There were two letters awaiting me when we got back to Mu’s house, one from Bob containing the happy news that Vivi was expecting. While we were both pleased, Mu went a bit quiet, and took herself off to prepare a special dinner on the pretext of it being my last night before I moved to Bedd, although we’d been feasting every night for the last week anyway: a prolonged wake for Mu’s thirty-ninth birthday.
(Miranda’s birthday was the previous week – I sent her a long plastic tube containing thirty-nine giant jelly beans. There were forty, but I ate one, which felt a bit like buying someone’s wart for sixpence.)
After Mu had gone I settled down to read the other letter, which was from Aunt Pops, expecting the usual mix of dippiness and practical advice, and instead found she and Jaynie had been worrying over some light-hearted remarks I made while staying there, about lamp wicks, and how having a baby is one of the few things I haven’t tried yet.
The general gist was that I should resist any mad notion to go forth and multiply. As Pops put it:
. . . realizing that procreation might be an option you may not have for much longer does not mean that you must immediately get pregnant while you still can! At thirty-nine you’d probably find it difficult anyway, and older mothers are subject to more complications. A baby should not be an impulse buy, darling.

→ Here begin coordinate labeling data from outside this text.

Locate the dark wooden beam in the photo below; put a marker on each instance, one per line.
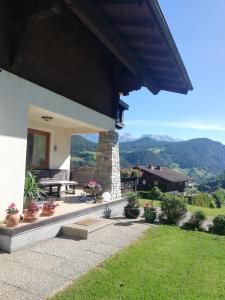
(164, 72)
(96, 22)
(27, 8)
(174, 88)
(169, 81)
(90, 15)
(118, 2)
(153, 62)
(152, 52)
(143, 40)
(133, 23)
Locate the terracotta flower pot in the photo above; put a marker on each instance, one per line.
(131, 213)
(30, 215)
(12, 220)
(48, 211)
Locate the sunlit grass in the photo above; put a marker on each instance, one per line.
(166, 263)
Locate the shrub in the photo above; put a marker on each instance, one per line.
(173, 209)
(203, 199)
(195, 221)
(133, 200)
(130, 172)
(219, 197)
(218, 226)
(144, 194)
(107, 212)
(150, 213)
(155, 193)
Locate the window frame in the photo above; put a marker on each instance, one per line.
(45, 165)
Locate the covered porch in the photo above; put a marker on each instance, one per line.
(42, 139)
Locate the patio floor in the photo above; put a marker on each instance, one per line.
(68, 203)
(41, 270)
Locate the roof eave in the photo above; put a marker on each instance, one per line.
(166, 31)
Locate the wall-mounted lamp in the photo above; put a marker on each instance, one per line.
(47, 118)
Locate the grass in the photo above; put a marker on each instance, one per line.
(209, 212)
(166, 263)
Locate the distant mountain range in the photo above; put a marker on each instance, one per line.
(197, 157)
(128, 137)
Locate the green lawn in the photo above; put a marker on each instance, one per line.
(210, 212)
(166, 263)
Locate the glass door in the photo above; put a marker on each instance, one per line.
(38, 143)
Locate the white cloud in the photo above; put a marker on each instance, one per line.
(186, 125)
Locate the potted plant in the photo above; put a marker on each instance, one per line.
(129, 179)
(132, 210)
(12, 218)
(48, 208)
(150, 213)
(32, 189)
(31, 213)
(93, 188)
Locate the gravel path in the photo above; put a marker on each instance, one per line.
(44, 268)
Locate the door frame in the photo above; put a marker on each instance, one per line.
(47, 149)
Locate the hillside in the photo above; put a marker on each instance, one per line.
(197, 157)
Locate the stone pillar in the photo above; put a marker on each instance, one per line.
(108, 163)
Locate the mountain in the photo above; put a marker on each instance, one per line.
(145, 143)
(126, 137)
(162, 138)
(199, 158)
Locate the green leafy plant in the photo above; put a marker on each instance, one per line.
(203, 199)
(107, 212)
(218, 226)
(150, 213)
(32, 190)
(12, 209)
(132, 210)
(172, 210)
(195, 222)
(133, 200)
(219, 197)
(129, 172)
(33, 207)
(155, 194)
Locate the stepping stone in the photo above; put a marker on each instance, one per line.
(82, 228)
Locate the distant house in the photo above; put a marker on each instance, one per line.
(166, 179)
(64, 65)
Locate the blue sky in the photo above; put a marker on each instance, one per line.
(198, 28)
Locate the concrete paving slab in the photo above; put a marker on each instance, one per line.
(37, 260)
(30, 279)
(46, 267)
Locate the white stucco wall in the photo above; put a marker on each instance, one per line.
(16, 96)
(59, 156)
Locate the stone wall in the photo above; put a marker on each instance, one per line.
(83, 175)
(108, 163)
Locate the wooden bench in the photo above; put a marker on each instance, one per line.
(55, 178)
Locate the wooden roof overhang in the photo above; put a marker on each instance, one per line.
(134, 31)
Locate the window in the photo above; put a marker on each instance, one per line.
(120, 114)
(38, 149)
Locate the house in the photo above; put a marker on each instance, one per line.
(167, 180)
(64, 65)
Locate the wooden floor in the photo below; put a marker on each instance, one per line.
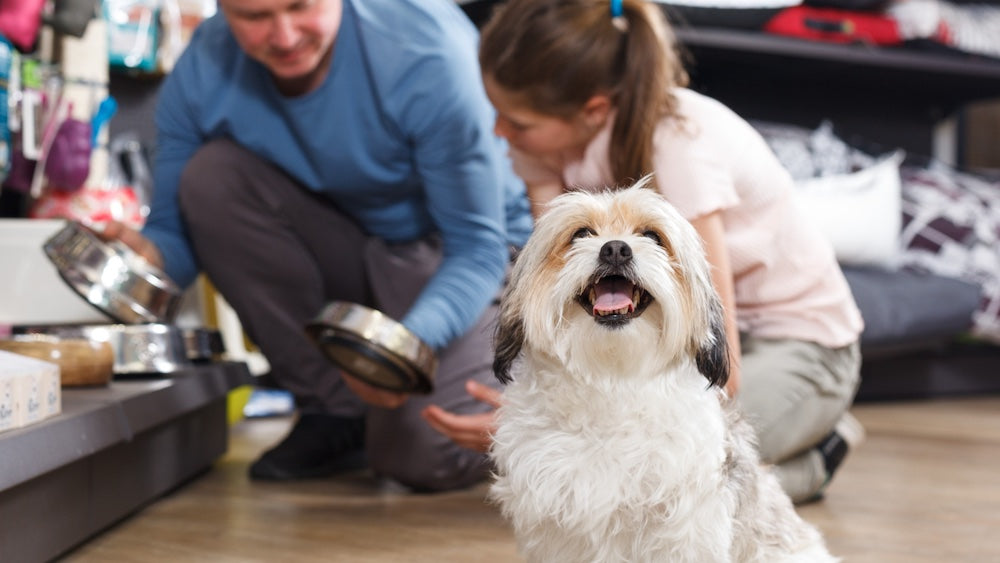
(924, 487)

We considered it some years ago, and decided not to bother.
Jaynie got a bit broody again when she turned forty, but then bought the Harley-Davidson, which has given her years of pleasure. You can’t always say that about children.
Pregnancy must totally take over your body, and you are such a control person, dearest Sappho, that I’m sure you wouldn’t like it in the least. And a child takes over your life, too.
There’s also the small matter of a sperm donor – unless you have someone in mind that you haven’t told us about? We would love you to find that one special person – Jaynie and I have been so happy . . .
And so on.
I simply couldn’t understand why even people who know me well were so aghast at the mere thought of my having a last-egg-in-the-box baby and, perversely, it made the idea of playing a sort of Russian roulette with some suitable sperm seem scarily a
ttractive.
After dinner, and rather a lot of wine, the conversation turned inevitably to Vivi’s news.
‘It isn’t that I’m not really, really pleased for her,’ Mu said earnestly.
‘Of course not – I know that.’
‘Just that I’m jealous as hell. You know,’ she added, propping her pointed chin in her hands, ‘all the time I was saying that I didn’t expect the Tsambika pilgrimage to work, secretly I did. Isn’t that sad? I must be a prize pregnancy bore.’
The pilgrimage didn’t work for me either, but then, that might have had something to do with my not having had sexual congress within living memory.
‘No, you’re not a bore,’ I assured her. (Not since I’d suddenly become personally interested in pregnancy, anyway. Before that I just automatically tuned it out, along with other boring subjects like sport.)
‘I hoped it would work, too . . . except the problem is probably Ambler’s, and since he won’t get himself checked out, you’ve reached an impasse.’
‘A dead end to the maze, with the clock ticking the last minutes,’ Mu agreed sadly.
‘I think I really might start a baby in my gap year before senility. You can share it,’ I offered.
She smiled. ‘You must be joking! What would you do with a baby? You can’t just stick it in a rucksack and go!’
‘Why not?’ I asked, puzzled. ‘In lots of countries they do just that.’
‘Sappho, you’re not serious, are you?’
‘Well, you can’t say it wouldn’t change my life, and I wanted to find something that would give me a new direction before my fortieth birthday. But it’s in the lap of the gods whether I actually get pregnant, isn’t it?’
‘The lap of the sperm donor, actually – unless you’ve already got someone in mind?’
‘Not yet, but there’s still time. I’m not looking for a Significant Other, just a Significant Sperm.’
‘Roxana said I ought to consider AI.’
‘What, Ambler’s mother thinks you ought to have AI? When did she say that?’
‘She popped down a couple of weeks ago when she was over from Kansas with Chuck.’